Due to the surprising success of my initial Movies Project, I decided to do a part two for 2012. This time around I put a greater emphasis on directors I am not familiar with, but I also tried to compile a mix of different genres and eras. This will be an ongoing project with the finish date being sometime this year.
Director: Wes Anderson
Starring: Jason Schwartzman, Bill Murray and Olivia Williams
Runtime: 93 minutes
I was a little worried about seeing Rushmore for the first time. I had yet to fall in love with a Wes Anderson film, aside from the animated Fantastic Mr. Fox. But it had been years since seeing any of them, and my tastes have changed drastically since. What better movie to give Anderson another shot than with his much-loved Rushmore?
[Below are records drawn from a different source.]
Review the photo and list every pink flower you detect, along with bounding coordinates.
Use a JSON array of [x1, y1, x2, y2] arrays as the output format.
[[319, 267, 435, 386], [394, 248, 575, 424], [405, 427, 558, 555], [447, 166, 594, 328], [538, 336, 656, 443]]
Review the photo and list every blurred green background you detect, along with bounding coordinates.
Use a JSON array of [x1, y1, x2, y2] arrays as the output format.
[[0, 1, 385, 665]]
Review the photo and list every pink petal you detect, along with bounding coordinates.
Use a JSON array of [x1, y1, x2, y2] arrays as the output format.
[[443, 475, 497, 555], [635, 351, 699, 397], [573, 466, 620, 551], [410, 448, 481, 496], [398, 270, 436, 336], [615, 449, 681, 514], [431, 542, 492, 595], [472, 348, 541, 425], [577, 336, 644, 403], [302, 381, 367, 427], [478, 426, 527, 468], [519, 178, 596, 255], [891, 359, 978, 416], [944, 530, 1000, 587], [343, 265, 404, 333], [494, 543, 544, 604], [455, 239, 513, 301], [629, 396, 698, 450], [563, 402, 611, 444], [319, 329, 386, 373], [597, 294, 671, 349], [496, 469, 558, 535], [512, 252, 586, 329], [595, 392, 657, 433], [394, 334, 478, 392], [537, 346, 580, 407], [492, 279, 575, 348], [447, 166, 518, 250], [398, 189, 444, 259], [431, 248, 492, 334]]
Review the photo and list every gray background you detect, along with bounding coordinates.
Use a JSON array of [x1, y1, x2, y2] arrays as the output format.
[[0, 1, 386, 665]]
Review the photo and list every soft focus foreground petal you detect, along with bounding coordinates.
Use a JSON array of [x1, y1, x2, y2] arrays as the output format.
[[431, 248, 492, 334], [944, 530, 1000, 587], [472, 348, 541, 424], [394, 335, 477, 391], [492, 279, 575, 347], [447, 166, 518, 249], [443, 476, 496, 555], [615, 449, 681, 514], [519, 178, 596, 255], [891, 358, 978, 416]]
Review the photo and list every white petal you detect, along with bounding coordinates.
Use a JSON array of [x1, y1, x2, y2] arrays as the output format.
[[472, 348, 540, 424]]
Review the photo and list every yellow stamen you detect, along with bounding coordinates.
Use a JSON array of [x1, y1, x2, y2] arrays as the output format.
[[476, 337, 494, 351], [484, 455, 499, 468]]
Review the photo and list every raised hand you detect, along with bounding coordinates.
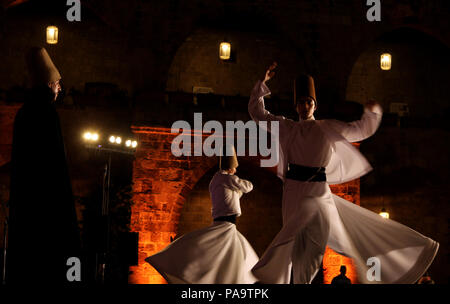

Jason Schwartzman stars as the 15-year-old Max Fischer, a student of Rushmore Academy who is more interested in joining every extracurricular activity available than improving his grades. After finding an intriguing Jacques Costeau quote in a library book, Max tracks down those who have checked it out in the past and eventually finds the culprit: Miss Cross (Olivia Williams), a widowed first grade teacher. Max befriends her but quickly falls in love.
In an attempt to win her over, Max connects with a millionaire steel magnate named Herman Blume (Bill Murray). Problem is, Blume begins to fall for Miss Cross as well. The two begin a back-and-forth battle to steal the teacher’s heart, with Max in particular becoming increasingly more drastic with his actions. The love triangle quickly spirals out of control.
Rushmore, in a nutshell, is quirky. Everything about the movie is awkward, from Max’s non-stop pestering of Miss Cross all the way down to his hilarious take as a theater director. What high school student other than Fischer would run stage productions of Serpico and Apocalypse Now? The movie has a unique brand of humor, no doubt, and it’s one that can divide audiences. I found myself chuckling quite a bit, but your mileage may vary.
One thing that surprised me about Rushmore that I really dug was its obvious homages to The Graduate, one of my favorite films from last year’s project. From the concept of a student/young male falling in love with a much older teacher all the way down to a scene where Blume cannonballs into a pool (much like Benjamin Braddock), it’s easy to see that Wes Anderson had this 1967 classic in mind while filming this.
I can’t place my finger as to what made me like Rushmore so much. There was nothing in particular that made me say “hey, this is a great movie” but I really enjoyed everything it threw at me. The soundtrack, full of classic 60s tunes, is well-curated, and everything about the film is eminently likable. Even Max Fischer, who would almost certainly be an annoying little twat in real life, is somehow charming. For that, I will give credit to the always enjoyable Schwartzman. Also, you simply can’t go wrong with Bill Murray, who obviously shines in this role.
I was torn between giving Rushmore a 7 or an 8. Ultimately, I have decided on the latter simply because I had a smile on my face as the movie ended. Anderson’s offbeat humor isn’t for everyone, but I quite enjoyed it in Rushmore. I’m ready to give him a second chance, and I can’t wait to dig into the rest of his filmography.